Dred went to a bookshelf and returned with an old volume of the Journal ofPhilosophical Transactions, then opened it to a page with a cartoon. A man in Sun Court finery, Robur down to his hook nose, was being dragged away by soldiers of the revolutionary army as a woman watched. A speech bubble from the struggling mechomancer proclaimed: ‘Now this is a pretty penny in return for your mother’s labours.’ The woman was calling back, ‘And now your labours shall belong to the commons, you royalist dog.’ Pursed lips, staring eyes and wild hair — the daughter’s caricature bore no relation to the elegant creature who had implored him for his help in the rear yard of a jinn house.

‘It’s not the same woman.’ The anger leaked through Cornelius’s steely demeanour.

‘Keep your hair on, man,’ said Dred. ‘If she was an agent of the Commonshare, my fine arm and your strange bones would be lying dead in a ditch in Quatershift by now. She was probably his young mistress. Would you have risked your neck so readily for a lover as a daughter? You rescued the genius of Jules Robur; believe me, that is all that matters.’

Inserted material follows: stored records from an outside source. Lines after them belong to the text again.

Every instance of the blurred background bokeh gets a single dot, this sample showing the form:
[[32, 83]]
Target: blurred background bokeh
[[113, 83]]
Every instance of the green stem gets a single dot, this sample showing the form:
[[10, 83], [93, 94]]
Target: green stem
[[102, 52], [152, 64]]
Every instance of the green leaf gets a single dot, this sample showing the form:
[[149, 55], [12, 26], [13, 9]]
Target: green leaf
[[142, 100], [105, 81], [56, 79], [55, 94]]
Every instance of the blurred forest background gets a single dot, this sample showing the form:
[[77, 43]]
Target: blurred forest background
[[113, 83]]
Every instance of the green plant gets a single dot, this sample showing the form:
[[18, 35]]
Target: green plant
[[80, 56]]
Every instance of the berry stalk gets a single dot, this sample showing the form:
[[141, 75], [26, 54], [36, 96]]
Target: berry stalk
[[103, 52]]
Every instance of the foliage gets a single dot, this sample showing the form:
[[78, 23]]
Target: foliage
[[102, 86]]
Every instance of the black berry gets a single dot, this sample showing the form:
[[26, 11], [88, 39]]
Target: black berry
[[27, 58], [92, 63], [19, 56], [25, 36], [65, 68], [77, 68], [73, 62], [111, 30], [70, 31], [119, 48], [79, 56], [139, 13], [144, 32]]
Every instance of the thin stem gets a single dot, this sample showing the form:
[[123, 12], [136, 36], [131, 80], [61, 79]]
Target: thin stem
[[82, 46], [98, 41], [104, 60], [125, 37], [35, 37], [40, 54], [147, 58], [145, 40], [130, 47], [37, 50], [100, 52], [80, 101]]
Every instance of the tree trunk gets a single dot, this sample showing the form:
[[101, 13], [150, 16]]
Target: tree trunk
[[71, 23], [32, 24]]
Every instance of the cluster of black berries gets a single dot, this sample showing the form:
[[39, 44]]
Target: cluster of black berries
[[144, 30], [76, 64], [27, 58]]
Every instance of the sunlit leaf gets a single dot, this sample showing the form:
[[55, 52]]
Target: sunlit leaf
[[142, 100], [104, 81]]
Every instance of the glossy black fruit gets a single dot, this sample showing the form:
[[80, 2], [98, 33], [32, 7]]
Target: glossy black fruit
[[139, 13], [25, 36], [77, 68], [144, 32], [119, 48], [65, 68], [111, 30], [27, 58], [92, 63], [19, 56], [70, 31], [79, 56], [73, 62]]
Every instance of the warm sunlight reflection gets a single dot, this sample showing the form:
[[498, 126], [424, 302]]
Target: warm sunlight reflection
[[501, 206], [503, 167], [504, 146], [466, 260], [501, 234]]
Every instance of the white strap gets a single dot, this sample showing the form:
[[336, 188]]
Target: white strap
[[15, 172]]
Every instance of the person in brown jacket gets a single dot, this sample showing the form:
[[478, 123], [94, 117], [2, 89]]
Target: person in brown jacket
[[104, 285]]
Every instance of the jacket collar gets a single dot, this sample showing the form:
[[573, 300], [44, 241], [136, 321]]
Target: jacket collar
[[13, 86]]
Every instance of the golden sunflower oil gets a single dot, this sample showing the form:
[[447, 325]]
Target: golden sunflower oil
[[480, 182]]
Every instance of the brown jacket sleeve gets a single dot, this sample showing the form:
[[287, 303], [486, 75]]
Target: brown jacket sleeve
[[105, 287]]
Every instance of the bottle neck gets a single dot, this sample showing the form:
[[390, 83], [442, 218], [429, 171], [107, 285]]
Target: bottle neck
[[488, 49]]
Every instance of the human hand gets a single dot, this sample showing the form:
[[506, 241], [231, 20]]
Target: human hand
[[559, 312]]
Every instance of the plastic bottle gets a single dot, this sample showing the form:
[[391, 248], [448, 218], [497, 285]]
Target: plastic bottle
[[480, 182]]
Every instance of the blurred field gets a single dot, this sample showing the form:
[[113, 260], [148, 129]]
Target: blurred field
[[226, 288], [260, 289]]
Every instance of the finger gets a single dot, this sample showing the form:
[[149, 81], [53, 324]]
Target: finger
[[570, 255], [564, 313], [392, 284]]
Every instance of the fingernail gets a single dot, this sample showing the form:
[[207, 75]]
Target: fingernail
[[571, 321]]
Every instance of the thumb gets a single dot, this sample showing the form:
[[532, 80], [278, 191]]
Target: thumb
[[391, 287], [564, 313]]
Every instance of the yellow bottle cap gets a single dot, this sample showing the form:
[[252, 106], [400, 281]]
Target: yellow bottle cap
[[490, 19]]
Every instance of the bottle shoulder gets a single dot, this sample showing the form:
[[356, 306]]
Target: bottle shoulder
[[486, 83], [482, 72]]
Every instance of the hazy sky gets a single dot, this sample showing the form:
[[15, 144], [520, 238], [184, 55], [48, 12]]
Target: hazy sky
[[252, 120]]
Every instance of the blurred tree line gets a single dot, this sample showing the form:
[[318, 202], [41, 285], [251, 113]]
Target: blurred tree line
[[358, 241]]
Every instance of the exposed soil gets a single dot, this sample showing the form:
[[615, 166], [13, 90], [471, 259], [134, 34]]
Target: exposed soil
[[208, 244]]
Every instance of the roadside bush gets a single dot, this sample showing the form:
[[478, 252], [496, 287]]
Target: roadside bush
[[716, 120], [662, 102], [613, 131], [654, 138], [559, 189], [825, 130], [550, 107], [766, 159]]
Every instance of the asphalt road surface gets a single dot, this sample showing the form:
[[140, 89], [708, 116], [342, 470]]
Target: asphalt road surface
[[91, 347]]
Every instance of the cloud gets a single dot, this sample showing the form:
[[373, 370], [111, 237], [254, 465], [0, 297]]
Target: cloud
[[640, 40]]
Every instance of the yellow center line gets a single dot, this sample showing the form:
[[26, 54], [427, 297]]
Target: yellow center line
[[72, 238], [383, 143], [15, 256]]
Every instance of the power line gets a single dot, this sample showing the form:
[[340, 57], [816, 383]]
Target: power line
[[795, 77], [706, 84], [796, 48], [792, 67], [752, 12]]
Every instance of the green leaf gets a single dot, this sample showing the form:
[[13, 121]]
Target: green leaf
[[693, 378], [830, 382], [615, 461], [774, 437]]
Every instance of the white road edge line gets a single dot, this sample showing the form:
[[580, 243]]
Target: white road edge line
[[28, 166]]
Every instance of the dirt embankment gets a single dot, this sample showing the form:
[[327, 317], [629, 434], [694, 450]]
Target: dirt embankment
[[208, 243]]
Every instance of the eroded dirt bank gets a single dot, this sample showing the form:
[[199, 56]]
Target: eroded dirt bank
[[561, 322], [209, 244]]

‘Finish the arm,’ ordered Cornelius. ‘I’ll take your invite to Robur’s house personally tomorrow and see how well they like playing the fool with me when Furnace-breath Nick comes to call.’

Dred muttered, but he did as he was bid.

Cornelius’s eyes narrowed. Something was wrong here, deeply wrong. Was Jackals in danger again from her ancient foe to the east? If so, the old enemy would count themselves lucky if they lived to regret it. That was the thing about invasions. In the end, it just meant the shifties were coming to him.